A team of MIT researchers has announced progress in the FUTUR-IC program, aimed at solving one of the most pressing problems facing the artificial intelligence industry: the energy cost of moving data between processors, accelerators and memory. Rather than building a fully optical processor, the researchers developed hybrid couplers in which electronics handle computation and photonics handle communication.

The key achievement described by MIT is a set of optical couplers, the first practical solutions for transmitting light between components built in conventional silicon semiconductor foundries. The team, led by Anu Agarwal, developed a GRIN coupler that operates across a wider range of wavelengths, and an evanescent coupler that is simpler and cheaper to manufacture.

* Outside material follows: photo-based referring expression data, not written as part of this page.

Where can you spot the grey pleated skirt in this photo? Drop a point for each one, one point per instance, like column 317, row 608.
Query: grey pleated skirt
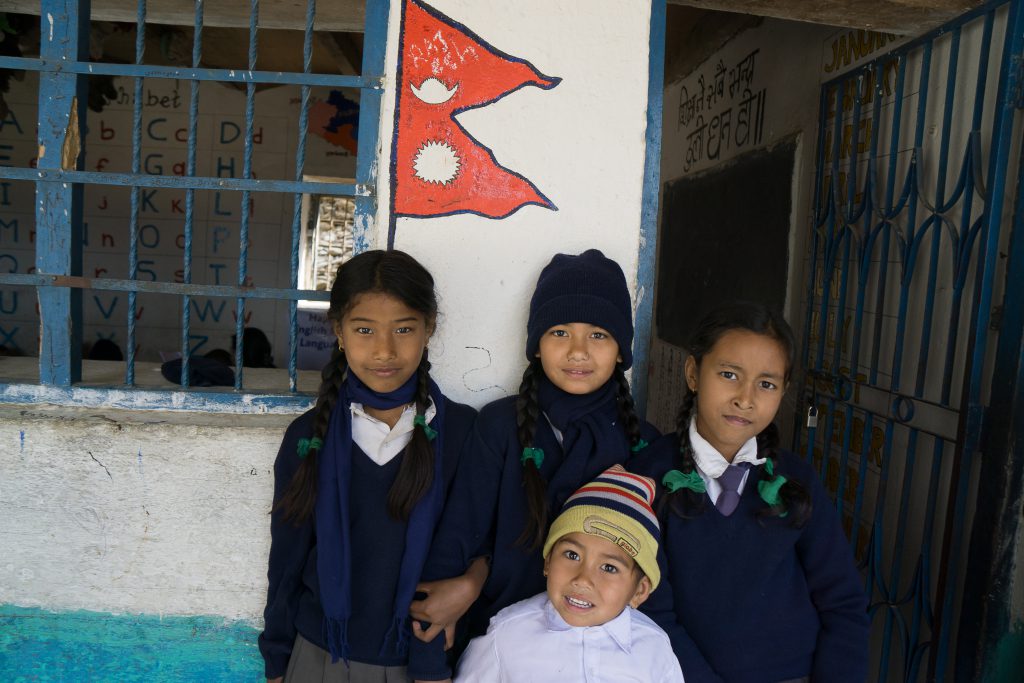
column 309, row 664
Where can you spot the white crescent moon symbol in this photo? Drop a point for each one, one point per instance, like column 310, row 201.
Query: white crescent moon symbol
column 433, row 91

Our solutions will enable a jump from hundreds of terabits per second to more than 1 petabit per second - Anu Agarwal, director of the MIT FUTUR-IC program

A Problem Outpacing Compute Growth

Modern language models and AI systems no longer suffer only from a lack of raw chip compute, but from the cost of moving data between chips. The larger the model and the more accelerators running in parallel, the more energy is consumed by inter-chip communication rather than by the computation itself. That bottleneck limits further scaling of the training clusters used by the largest AI labs.

Transmitting data with light is physically far more energy-efficient than traditional electrical connections, since photons don't generate heat losses the way current flowing through metal traces does. The catch is that integrating photonics with existing chip manufacturing infrastructure has so far been costly and hard to scale within existing semiconductor foundries.

How It Works in Practice

The MIT team's approach doesn't replace electronics with photonics wholesale, but combines both technologies within a single chip package. Silicon electronics still handle computation, while communication between chips, memory and accelerators runs on light carried through the new couplers. That split lets manufacturers use existing electronics foundries and chip packaging infrastructure instead of building new photonics production lines from scratch.

One of the couplers, the evanescent design, made the cover of Advanced Engineering Materials, while the GRIN coupler was described in the March 2026 issue of Journal of Physics: Photonics. Juejun Hu and Lionel Kimerling of MIT are also working on the project, and Hu's team previously published related results in Laser & Photonics Reviews.

What It Means for the AI Industry

For companies building infrastructure to train large models, from cloud providers to accelerator makers, every percentage point of energy saved in chip-to-chip communication translates into real money and fewer power constraints in data centers. The forecast that data centers could account for up to 10 percent of global electricity demand by 2030 shows the scale of the problem FUTUR-IC is trying to solve before it becomes an insurmountable barrier.

The program is aimed at collaboration with chip packaging suppliers, materials manufacturers and the broader data center supply chain, not just individual research labs. That means if the technology proves out, it could reach commercial production faster than typical academic breakthroughs, since it was designed from the start for compatibility with existing foundries.

For Polish companies and research institutions working on computing infrastructure, the topic matters indirectly: energy and cooling costs for data centers directly affect the price of cloud and compute services used by domestic teams training their own models, including projects such as Bielik. More energy-efficient chip-to-chip communication means, in the long run, lower costs of access to compute for smaller players.